The U.S-based Christian persecution watchdog, International Christian Concern, said that the site put up a notice on its Home page which reads, “Due to reasons known to everyone, from now on our site can no longer serve brothers and sisters in Christ. Thanks to all for your company and support in the past 21 years.

“The disappearance of a website is merely a disappearance of a website, it does not carry any meaning. Except that the website link can no longer be opened, there is nothing else which stopped at that moment; Need not to be concerned, and just keep walking.”

Bitter Winter, a publication produced by the Center for Studies on New Religion which covers human rights issues in China, reported earlier that the Chinese Communist Party made a new legislation, known as Administrative Measures for Internet Religious Information Services, which was enacted on March 1, 2022.
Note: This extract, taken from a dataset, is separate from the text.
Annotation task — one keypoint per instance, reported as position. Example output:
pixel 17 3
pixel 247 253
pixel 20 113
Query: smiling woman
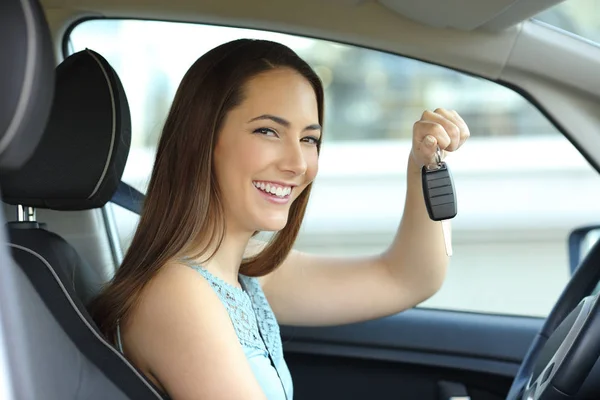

The law mandates an “Internet Religious Information Service License” for any religious group that wants to disseminate religious content on the internet. However, it stipulated that only legally established organizations have the right to do so. This means that only groups that are part of the five authorized religions in China can use the internet to distribute religious content.

The five state-sanctioned religious groups in China are the Buddhist Association of China, the Protestant Three-Self Patriotic Movement, the Chinese Taoist Association, the Islamic Association of China, and the Chinese Patriotic Catholic Association.

According to Open Doors USA, a group that covers persecution in over 60 countries, estimated that China has more than 97 million Christians. Many of these Christians worship in unregistered or so-called “illegal” underground churches.